Öte yandan Fareed Zakaria, ABD’nin en değerli yorumcularından biri olsa da sonuç olarak bu da bir yorumdan ibarettir diye düşünülebilir. Lakin görülmektedir ki ABD’de Beyaz Saray’a ve Demokrat Parti’ye en yakın isimlerden bile Batı’nın Ukrayna ve Rusya siyasetlerine eleştirel yaklaşanlar olabilmektedir. Türkiye’de ise ulusal çıkarlarla hiç ilgisi olmayan mevzularda bile hem bazen muhalefet hem de sık sık devlet kurumları iktidarın peşine takılmaktadır ki bu ülkeyi maceralara sürükleyebilecek çok riskli bir durumdur. Örneğin, Beyaz Saray ile ABD Savunma Bakanlığı yani Pentagon ortasında öteki bir deyişle ABD siyaseti ile devleti ortasındaki dış siyasetteki yaklaşım farkları o ülke için, doğal dünya için de ek bir ihtiyatlılık sağlayabilir.
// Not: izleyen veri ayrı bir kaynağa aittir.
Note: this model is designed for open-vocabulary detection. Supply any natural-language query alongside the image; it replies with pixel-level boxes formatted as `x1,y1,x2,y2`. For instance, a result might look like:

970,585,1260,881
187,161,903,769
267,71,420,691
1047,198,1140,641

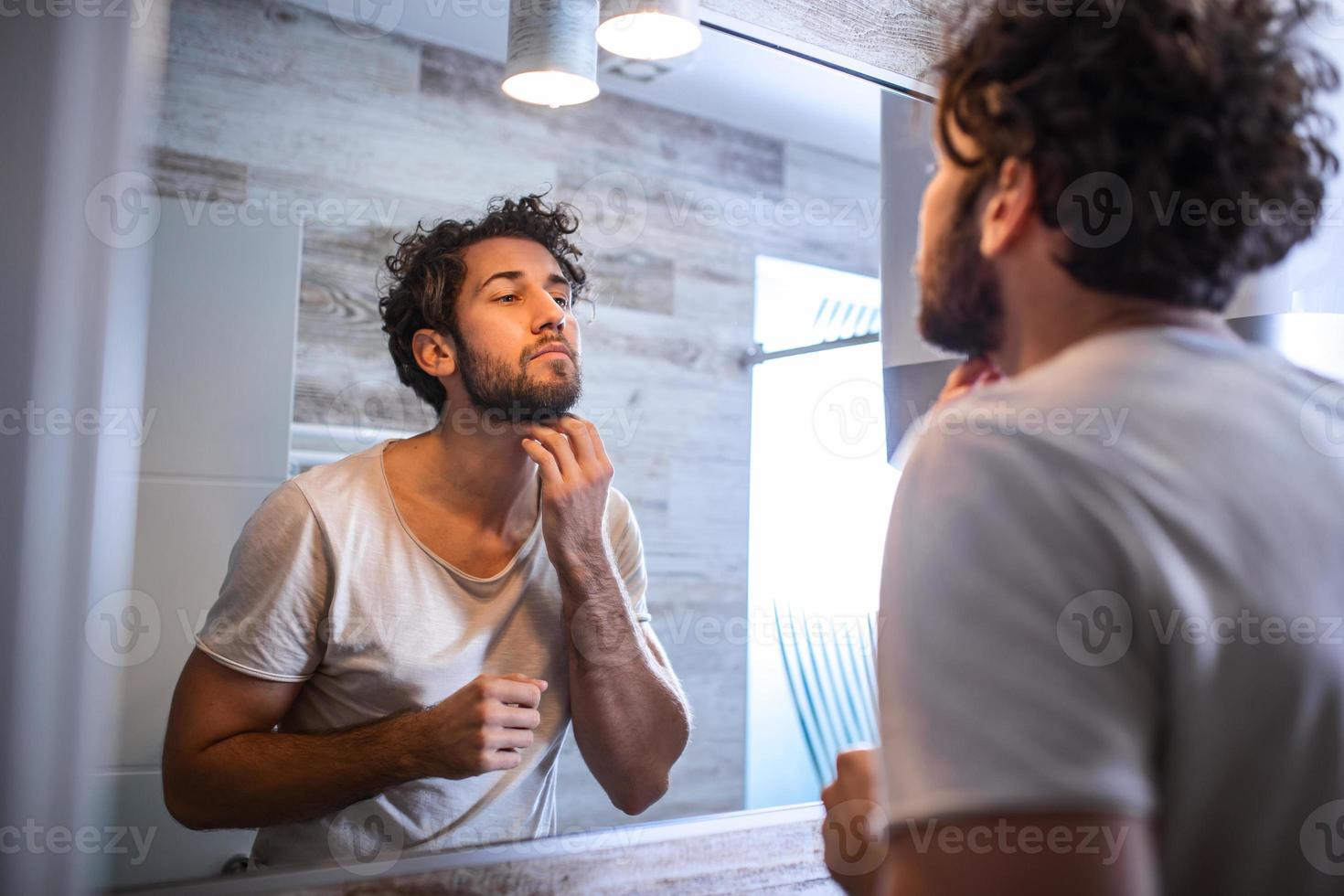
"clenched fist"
414,673,547,779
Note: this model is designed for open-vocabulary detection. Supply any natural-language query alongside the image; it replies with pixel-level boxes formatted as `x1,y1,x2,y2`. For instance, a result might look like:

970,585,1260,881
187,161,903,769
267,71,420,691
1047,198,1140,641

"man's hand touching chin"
523,414,615,575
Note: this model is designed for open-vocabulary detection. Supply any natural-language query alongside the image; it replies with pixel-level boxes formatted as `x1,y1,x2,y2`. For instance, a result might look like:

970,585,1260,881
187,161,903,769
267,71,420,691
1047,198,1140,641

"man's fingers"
580,419,612,470
485,728,537,750
500,672,551,692
555,414,597,466
523,438,564,485
528,423,580,480
486,678,541,709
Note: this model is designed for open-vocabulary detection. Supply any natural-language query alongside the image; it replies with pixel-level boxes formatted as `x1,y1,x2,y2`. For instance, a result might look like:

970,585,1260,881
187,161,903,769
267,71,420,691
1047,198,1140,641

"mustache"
523,338,574,361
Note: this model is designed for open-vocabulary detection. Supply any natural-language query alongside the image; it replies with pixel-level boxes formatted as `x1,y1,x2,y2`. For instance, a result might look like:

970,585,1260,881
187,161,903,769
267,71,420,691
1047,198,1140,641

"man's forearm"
164,712,427,830
560,558,691,814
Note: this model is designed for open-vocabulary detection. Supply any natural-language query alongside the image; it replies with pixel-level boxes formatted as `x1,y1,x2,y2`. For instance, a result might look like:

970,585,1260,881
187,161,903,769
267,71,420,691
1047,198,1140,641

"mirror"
103,0,918,887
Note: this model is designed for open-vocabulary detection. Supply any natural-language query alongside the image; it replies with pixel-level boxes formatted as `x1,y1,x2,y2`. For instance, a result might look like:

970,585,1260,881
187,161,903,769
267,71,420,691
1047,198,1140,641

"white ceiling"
295,0,881,163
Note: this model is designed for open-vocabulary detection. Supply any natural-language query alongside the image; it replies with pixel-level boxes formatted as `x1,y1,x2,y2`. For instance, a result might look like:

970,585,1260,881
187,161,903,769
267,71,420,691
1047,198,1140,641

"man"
823,0,1344,896
163,197,689,867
ABD’de geçtiğimiz cuma günü çok geç saatlerde alınan Ulusal Güvenlik Konseyi’ne “Stratejik Hususlardaki Ortak İrtibatı Sağlayacak” makam oluşturulması kararı bu açıdan çok değerli.
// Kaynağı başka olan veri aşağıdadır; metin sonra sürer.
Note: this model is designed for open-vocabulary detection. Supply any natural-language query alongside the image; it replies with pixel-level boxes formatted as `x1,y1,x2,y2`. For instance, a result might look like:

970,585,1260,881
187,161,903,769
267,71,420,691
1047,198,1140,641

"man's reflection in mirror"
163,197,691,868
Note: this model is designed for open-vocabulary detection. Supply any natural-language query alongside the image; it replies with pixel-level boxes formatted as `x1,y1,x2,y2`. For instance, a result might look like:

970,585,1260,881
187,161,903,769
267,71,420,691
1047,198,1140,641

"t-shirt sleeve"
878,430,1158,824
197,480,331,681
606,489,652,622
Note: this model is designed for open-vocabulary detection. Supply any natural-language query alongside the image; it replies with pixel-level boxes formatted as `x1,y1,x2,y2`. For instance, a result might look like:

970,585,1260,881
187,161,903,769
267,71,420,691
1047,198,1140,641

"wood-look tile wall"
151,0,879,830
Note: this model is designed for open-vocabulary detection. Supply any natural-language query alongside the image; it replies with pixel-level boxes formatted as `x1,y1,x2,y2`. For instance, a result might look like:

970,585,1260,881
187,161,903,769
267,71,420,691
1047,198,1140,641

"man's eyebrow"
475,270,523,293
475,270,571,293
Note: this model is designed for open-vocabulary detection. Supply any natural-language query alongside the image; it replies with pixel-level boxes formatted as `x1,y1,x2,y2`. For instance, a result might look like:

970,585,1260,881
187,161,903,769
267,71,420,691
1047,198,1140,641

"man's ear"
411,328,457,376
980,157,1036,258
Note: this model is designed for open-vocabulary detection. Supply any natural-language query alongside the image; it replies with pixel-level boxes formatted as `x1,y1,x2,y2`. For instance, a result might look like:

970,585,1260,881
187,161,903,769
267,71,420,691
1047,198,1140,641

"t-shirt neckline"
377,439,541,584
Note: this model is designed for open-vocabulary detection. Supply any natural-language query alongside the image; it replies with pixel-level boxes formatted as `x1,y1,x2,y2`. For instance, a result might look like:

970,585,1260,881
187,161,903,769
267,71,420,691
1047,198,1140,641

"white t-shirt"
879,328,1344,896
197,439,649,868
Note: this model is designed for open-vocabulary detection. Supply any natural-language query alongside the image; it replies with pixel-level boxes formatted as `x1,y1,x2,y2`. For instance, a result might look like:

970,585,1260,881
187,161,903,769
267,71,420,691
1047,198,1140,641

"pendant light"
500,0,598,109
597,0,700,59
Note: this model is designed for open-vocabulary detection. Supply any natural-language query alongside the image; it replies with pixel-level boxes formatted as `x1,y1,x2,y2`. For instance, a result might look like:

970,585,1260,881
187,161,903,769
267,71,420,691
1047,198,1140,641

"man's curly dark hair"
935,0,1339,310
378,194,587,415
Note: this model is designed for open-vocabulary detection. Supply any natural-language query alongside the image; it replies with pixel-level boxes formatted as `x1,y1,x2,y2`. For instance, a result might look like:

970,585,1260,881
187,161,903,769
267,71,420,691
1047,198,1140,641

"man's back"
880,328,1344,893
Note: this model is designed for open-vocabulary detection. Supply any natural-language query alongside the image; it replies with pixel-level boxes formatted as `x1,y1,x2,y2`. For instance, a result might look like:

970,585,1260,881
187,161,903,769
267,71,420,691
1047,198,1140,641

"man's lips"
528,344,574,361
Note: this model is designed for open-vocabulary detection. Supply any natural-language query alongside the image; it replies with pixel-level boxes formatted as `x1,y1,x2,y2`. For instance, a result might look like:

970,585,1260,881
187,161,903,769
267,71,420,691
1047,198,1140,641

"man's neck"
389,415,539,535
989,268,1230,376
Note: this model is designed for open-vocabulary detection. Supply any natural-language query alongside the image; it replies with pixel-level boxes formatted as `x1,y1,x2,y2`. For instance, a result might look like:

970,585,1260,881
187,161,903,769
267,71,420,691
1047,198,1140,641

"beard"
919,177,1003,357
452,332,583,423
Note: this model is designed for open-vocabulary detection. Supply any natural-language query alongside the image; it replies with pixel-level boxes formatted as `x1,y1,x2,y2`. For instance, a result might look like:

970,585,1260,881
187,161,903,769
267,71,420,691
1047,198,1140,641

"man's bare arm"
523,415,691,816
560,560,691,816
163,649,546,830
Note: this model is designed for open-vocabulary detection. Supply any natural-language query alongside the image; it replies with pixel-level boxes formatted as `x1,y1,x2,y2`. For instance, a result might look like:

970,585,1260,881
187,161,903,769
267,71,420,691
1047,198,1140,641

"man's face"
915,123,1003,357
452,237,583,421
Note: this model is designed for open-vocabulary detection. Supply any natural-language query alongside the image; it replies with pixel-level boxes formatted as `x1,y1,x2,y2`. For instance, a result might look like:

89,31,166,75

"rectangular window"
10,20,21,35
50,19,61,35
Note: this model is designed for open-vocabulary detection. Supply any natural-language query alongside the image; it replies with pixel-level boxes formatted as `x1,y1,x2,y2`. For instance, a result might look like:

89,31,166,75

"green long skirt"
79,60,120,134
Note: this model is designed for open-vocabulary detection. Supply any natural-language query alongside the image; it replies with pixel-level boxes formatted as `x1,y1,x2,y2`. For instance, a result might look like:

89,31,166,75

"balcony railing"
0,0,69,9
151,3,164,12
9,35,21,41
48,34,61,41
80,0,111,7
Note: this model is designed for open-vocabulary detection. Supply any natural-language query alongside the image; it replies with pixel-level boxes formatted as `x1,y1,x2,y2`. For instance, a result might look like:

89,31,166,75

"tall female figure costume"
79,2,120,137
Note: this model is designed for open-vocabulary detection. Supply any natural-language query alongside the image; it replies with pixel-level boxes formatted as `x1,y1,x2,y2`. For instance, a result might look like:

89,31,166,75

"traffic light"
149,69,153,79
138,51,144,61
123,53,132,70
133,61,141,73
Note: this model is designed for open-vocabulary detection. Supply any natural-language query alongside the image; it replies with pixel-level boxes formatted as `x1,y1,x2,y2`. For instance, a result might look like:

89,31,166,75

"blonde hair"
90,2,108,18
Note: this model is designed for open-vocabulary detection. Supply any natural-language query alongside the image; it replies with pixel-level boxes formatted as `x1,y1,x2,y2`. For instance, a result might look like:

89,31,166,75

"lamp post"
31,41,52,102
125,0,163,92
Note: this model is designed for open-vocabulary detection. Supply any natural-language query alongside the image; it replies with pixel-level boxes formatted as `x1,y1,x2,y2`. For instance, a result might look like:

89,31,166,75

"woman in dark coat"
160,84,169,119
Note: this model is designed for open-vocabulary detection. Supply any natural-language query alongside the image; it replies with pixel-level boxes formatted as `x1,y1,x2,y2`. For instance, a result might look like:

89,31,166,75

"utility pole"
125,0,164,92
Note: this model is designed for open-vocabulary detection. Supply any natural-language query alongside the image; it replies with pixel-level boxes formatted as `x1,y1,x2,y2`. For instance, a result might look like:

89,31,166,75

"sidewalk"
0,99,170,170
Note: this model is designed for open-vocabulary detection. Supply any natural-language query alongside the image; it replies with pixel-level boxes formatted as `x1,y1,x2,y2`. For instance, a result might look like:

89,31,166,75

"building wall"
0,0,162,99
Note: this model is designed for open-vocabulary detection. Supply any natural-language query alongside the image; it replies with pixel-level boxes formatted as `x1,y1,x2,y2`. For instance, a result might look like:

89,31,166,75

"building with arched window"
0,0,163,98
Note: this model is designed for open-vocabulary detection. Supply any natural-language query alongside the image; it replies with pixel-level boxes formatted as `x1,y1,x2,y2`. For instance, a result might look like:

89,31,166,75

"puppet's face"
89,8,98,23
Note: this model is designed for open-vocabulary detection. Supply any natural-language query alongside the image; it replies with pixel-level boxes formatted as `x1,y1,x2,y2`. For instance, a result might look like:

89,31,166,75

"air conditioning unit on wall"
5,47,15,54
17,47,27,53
19 Mayıs günü Reuters haber ajansında yayınlanan ABD Genelkurmay Lideri Mark Milley ile Rusya Genelkurmay Lideri Valery Gerasimov’un telefonda konuştukları haberi de tekrar dünya barışı için hayati değerde.
(Rusya askeri sözcüsü Tümgeneral Igor Konashenkov)
Pentagon bildirisinde “iki askeri önder güvenlikle ilgili birçok mevzuyu ele aldılar ve ilgi kanallarının daima açık kalması konusunda mutabık oldular” deniliyor. Açıklamada “geçmiş pratiğe uygun olarak bu konuşmanın içeriğiyle ilgili detaylar kapalı kalacaktır” tabiri kullanılıyor. Rus Haber ajansı RIA ise iki askeri başkanın “Ukrayna konusu dâhil ortak çıkarları” üzerinde durduklarını belirtti.
Aslında Ukrayna savaşının başlangıcı olan 24 Şubat’tan beri ABD ile Rusya ortasında yanlış askeri hesapları ve çatışma ihtimalini giderecek daima açık bir telefon çizgisi kurulmuştu. Bu daima açık telefon irtibatı Stuttgart’taki ABD Avrupa Kuvvetleri Karargâhında (EUCOM) Kumandan Havacı Orgeneral Tod Wolters’in ofisinde bulunuyor.
Mevzu hakkında perşembe günü Brüksel’de konuşan ABD’li kumandan Wolters, ABD’li ve Rus Kumandanlar Milley ve Gerasimov ortasındaki görüşmelerin Ukrayna savaşını diplomatik tahlile bir adım daha yaklaştırmasını umduğunu söyledi. Dünyada barış için askerlerin sivillerden daha fazla uğraş göstermeleri günümüzün enteresan bir çelişkisi.